# Ruby-Horsethief Safe for Canoes at Low Water?



## Bp292 (Jul 19, 2018)

I am hoping to canoe Ruby-Horsethief canyon next month with a friend. I have experience canoeing class I and II rivers in southern Missouri (the Current River) and I have guided canoe trips on flatwater rivers (Labyrinth Canyon) and lakes and have rowed a few small stretches of Westwater and paddle raft guided on the Moab Daily many times. Everything I’ve read so far online says Ruby Horsethief is perfectly fine for beginner canoeists below 10000 CFS (it’s currently at 2300). However, my paddle partner is very inexperienced, and I have one very pushy friend in particular who insists that even at low flows, I need to have extensive whitewater canoe experience to run RHT in a canoe. She has a good amount of experience and knowledge in this area so I don’t want to dismiss her opinion, however I feel she might be exaggerating. I did RHT in a raft this past March at a similar flow and I honestly don’t even remember anything remotely difficult. My partner and I are both stoked about canoeing. Anyone here canoed RHT recently and have any suggestions or advice? Would RHT be safe to canoe around these low flows with one relatively experienced paddler in the stern and an inexperienced paddler at the bow? Thanks! Our campsites are Cottonwood and Knowles FYI if there is anything cool to know about those.


----------



## lmyers (Jun 10, 2008)

Yes, it is safe. However, the canoeist needs to be energetic and outgoing. They may catch a funny eddy line and dump or run into a rock at Black Rocks and dump. They need to be fine with this, and ready to take the proper actions to right the boat and empty the water out of it.


----------



## cometman (Mar 29, 2012)

Totally agree with lmyers. While nothing is without risk, if you anticipate the potential for a swim and roll with it, you will do fine. The larger issue is wind which we seem to have had a lot of lately. Start EARLY and get off before it starts kicking up in the afternoon. Your sites are quite reasonable to accomplish this. Good luck and have a blast.


----------



## MountainmanPete (Jun 7, 2014)

Piggybacking on Cometman. A boater wiser than me once said, "One stroke in the morning is worth 2 in the afternoon". I would add sometimes 5 or 6.


----------



## griz (Sep 19, 2005)

The sometimes ridiculously fierce headwinds in that region and being in a tippy canoe is also probably your biggest hazard on that run, too. 

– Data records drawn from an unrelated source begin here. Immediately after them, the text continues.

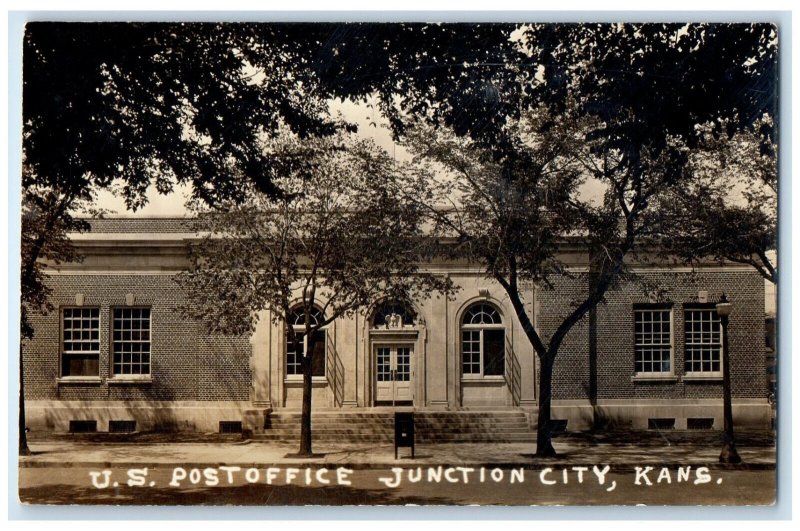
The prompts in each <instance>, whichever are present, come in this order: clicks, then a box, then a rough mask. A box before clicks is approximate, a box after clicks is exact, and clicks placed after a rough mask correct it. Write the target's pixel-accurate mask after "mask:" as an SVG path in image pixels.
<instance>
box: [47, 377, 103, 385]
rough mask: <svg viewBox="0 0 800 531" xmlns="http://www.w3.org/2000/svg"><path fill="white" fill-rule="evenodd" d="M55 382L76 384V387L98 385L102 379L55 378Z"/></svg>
mask: <svg viewBox="0 0 800 531" xmlns="http://www.w3.org/2000/svg"><path fill="white" fill-rule="evenodd" d="M56 382H57V383H58V384H59V385H61V384H78V385H81V384H83V385H87V384H88V385H100V384H101V383H103V379H102V378H100V377H99V376H62V377H60V378H56Z"/></svg>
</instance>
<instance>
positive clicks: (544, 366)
mask: <svg viewBox="0 0 800 531" xmlns="http://www.w3.org/2000/svg"><path fill="white" fill-rule="evenodd" d="M539 359H540V360H541V365H542V366H541V370H540V371H539V418H538V420H537V423H536V457H557V455H558V454H556V450H555V448H553V433H552V431H553V423H552V420H551V416H550V414H551V412H550V407H551V404H552V401H553V365H554V361H555V355H553V354H551V353H550V352H548V353H547V355H546V356H540V357H539Z"/></svg>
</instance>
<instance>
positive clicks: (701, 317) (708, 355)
mask: <svg viewBox="0 0 800 531" xmlns="http://www.w3.org/2000/svg"><path fill="white" fill-rule="evenodd" d="M684 316H685V320H686V324H685V333H686V341H685V360H686V361H685V369H686V372H687V373H715V374H718V373H720V372H721V371H722V368H721V365H722V362H721V356H720V352H721V345H722V328H721V325H720V320H719V316H718V315H717V311H716V310H715V309H711V308H701V309H689V310H686V311H685V315H684Z"/></svg>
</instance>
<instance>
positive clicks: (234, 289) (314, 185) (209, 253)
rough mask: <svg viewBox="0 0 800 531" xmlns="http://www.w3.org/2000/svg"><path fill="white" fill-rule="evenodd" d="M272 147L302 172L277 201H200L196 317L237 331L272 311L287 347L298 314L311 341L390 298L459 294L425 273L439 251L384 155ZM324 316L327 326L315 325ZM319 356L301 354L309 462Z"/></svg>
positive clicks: (307, 445)
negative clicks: (341, 317) (209, 207)
mask: <svg viewBox="0 0 800 531" xmlns="http://www.w3.org/2000/svg"><path fill="white" fill-rule="evenodd" d="M265 150H266V151H269V152H270V154H271V156H274V157H276V158H278V159H291V160H301V161H302V165H300V166H293V167H294V171H292V172H289V173H287V174H286V175H285V176H281V177H279V178H277V179H276V180H275V184H276V185H278V186H280V189H281V190H282V193H281V195H280V196H278V197H268V196H267V195H265V194H263V193H262V192H259V191H258V190H256V189H255V187H253V186H252V185H250V184H249V183H248V182H247V181H246V180H245V181H243V182H242V184H241V185H242V187H243V189H245V190H247V192H246V199H245V200H244V201H242V202H222V203H219V204H218V205H217V206H215V207H213V208H209V207H207V206H204V205H197V214H198V224H199V225H198V229H199V230H200V231H201V232H203V233H205V236H204V237H203V238H202V239H201V240H200V242H199V244H198V245H197V246H196V248H195V250H194V251H195V252H194V253H193V260H192V267H191V268H190V270H189V271H187V272H185V273H181V274H180V275H179V276H178V282H179V284H180V285H181V286H183V287H184V288H185V289H186V290H187V293H188V294H189V295H190V299H191V304H189V305H187V306H186V307H185V308H184V312H185V313H186V314H187V316H189V317H191V318H194V319H199V320H201V321H203V322H205V323H206V324H207V325H208V327H209V328H210V329H211V330H213V331H215V332H222V333H237V334H238V333H248V332H250V331H252V330H253V329H254V326H255V324H256V322H257V320H258V314H259V312H261V311H263V310H269V311H270V312H271V315H272V318H273V320H274V321H275V322H277V323H281V324H283V325H284V326H285V327H286V330H287V334H288V336H289V337H288V341H289V342H290V344H295V345H301V344H302V343H301V342H298V341H297V338H296V337H295V332H294V329H293V327H292V326H291V324H292V321H291V318H292V316H293V315H294V312H296V311H298V309H299V310H300V311H301V313H302V314H303V315H304V319H305V332H304V336H305V337H306V338H309V339H311V338H313V337H315V334H314V333H315V332H316V331H317V330H319V329H321V328H322V327H325V326H327V325H328V324H330V323H332V322H333V321H334V320H336V319H338V318H341V317H343V316H346V315H353V314H354V313H356V312H357V311H359V310H362V309H364V308H365V307H367V306H369V305H371V304H374V303H375V302H376V301H378V300H380V299H382V298H387V297H388V298H391V299H395V300H405V301H411V300H415V299H417V298H421V297H427V296H429V295H431V294H432V293H435V292H440V293H445V294H446V293H449V292H450V291H451V290H452V289H453V286H452V284H451V282H450V280H449V279H448V278H444V277H438V276H435V275H432V274H429V273H425V272H422V271H420V270H419V269H418V267H419V265H420V263H422V262H424V260H425V257H426V256H427V255H428V253H430V252H431V251H432V250H433V248H431V242H430V240H429V239H428V238H427V237H426V235H425V234H424V233H423V228H422V226H421V224H420V221H421V219H422V216H421V215H420V207H419V206H418V205H415V204H413V203H410V202H407V201H404V200H403V195H402V194H401V193H400V190H401V189H402V188H403V186H404V184H405V183H404V181H403V179H402V172H401V169H400V168H399V167H398V166H397V165H396V163H395V162H394V161H393V160H392V159H391V158H390V157H389V156H388V154H386V153H385V152H384V151H382V150H380V149H378V148H377V147H376V146H375V145H374V144H372V143H371V142H370V141H366V140H358V139H354V138H352V137H349V136H347V135H334V136H332V137H323V138H309V139H305V140H300V139H297V138H292V137H287V138H284V139H282V140H280V141H276V142H271V143H270V144H269V145H268V146H266V147H265ZM317 309H318V310H320V311H321V313H322V315H323V316H324V318H323V319H322V320H315V319H314V318H313V315H314V314H315V313H316V311H317ZM313 356H314V349H313V348H312V346H308V348H307V349H306V351H305V352H304V353H302V363H301V367H302V370H303V376H304V389H303V391H304V392H303V409H302V412H303V415H302V420H301V422H302V424H301V426H302V428H301V446H300V454H301V455H310V454H311V417H310V415H311V383H312V380H311V377H312V367H313V364H314V360H313Z"/></svg>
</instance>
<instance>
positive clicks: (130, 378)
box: [108, 376, 153, 385]
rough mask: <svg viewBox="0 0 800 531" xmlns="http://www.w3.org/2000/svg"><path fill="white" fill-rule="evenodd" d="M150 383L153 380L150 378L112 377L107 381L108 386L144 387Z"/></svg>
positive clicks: (116, 376)
mask: <svg viewBox="0 0 800 531" xmlns="http://www.w3.org/2000/svg"><path fill="white" fill-rule="evenodd" d="M151 383H153V378H152V377H150V376H114V377H113V378H109V379H108V384H109V385H137V384H145V385H146V384H151Z"/></svg>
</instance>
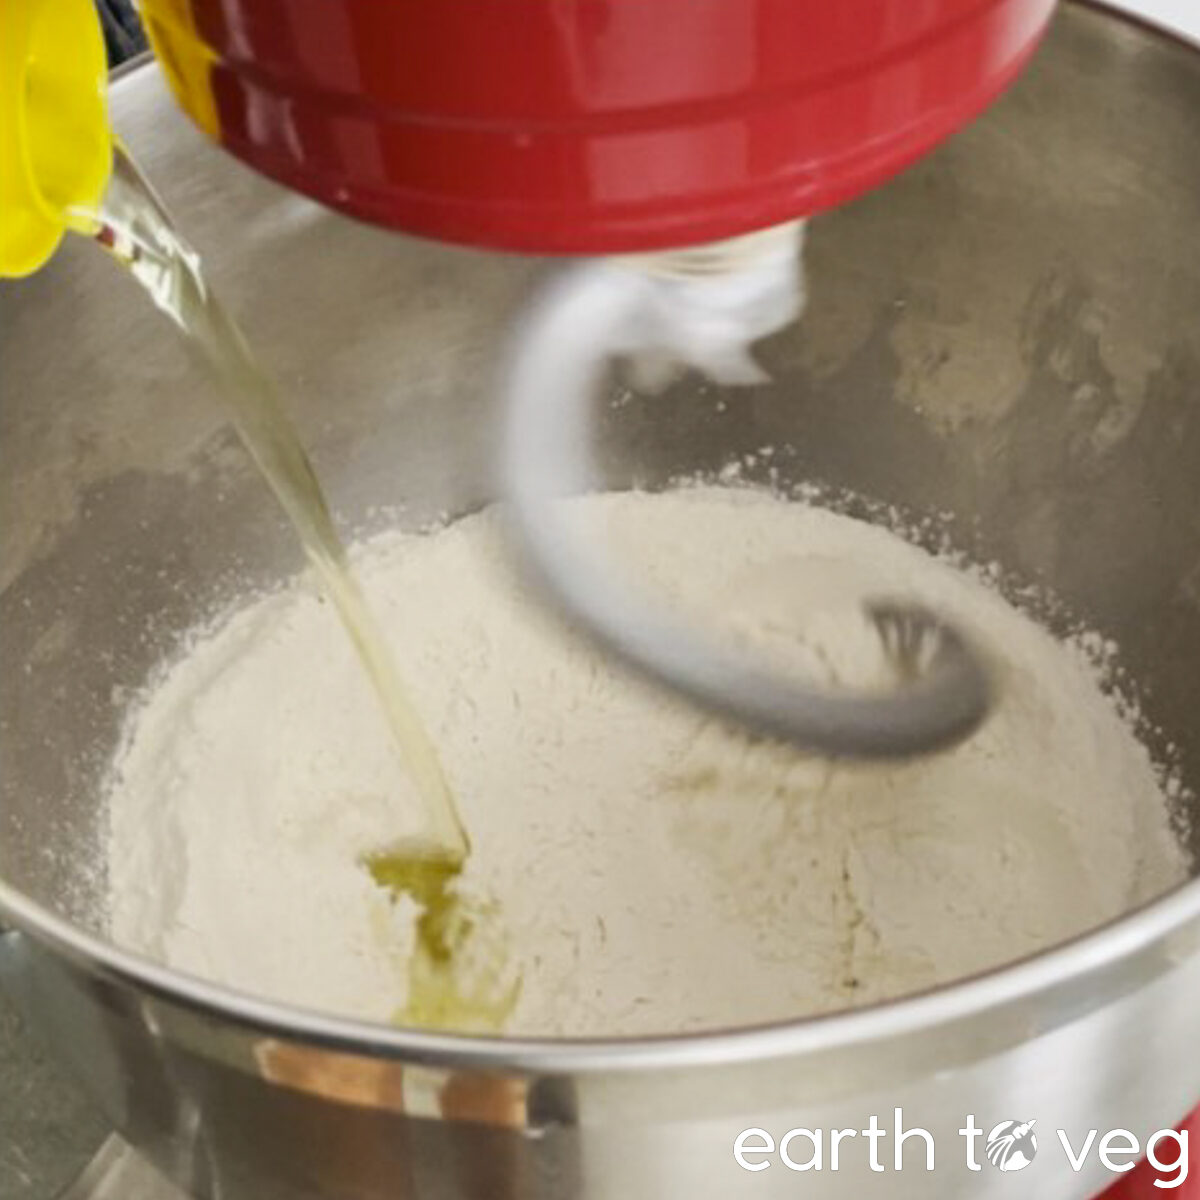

So don't discount that previous advice on early starts and it should be a fun trip.

Noobs gotta start someplace and your timing and run seem a good choice to me.

Also, remember to tell the newbert that a swamped out open canoe, even in milder currents like this run, is a potentially dangerous, lethal thing to be between it and a hard place. It will crush the f$ck out of you and not care one bit. So stay on the upstream side if you swamp and are maneuvering it to shore. Your 80 lb. canoe now weighs more than a couple cars for perspective.


----------



## Chief Niwot (Oct 13, 2003)

Go for it, just be sure to have air bag floatation in the boat.


----------



## Sparks1000 (Jul 5, 2018)

It's totally fine. I canoed that stretch last weekend. The river was ridiculously low and we hit bottom through a couple spots. While there were still some weird swirls at Black Rocks, stay in the middle and there won't be any issues. And certainly heed what Griz is saying...


----------



## 76763 (Jul 16, 2018)

I just did RH week before last solo in a packraft at 2400 cfs. Never say never, but I have a hard time imagining anyone getting into significant trouble at that flow. Maybe a few scrapes if you grounded out in a riffle or ran into a rock as you were landing, but even then...generally pretty slow moving with the occasional riffle. No whitewater at all, maybe a I+ section about 30' long around the Black Rocks section. I saw several canoeists, they seemed to be having a good time. Even saw a young couple in bathing suits on paddleboards, they did fine. 

-Tom


----------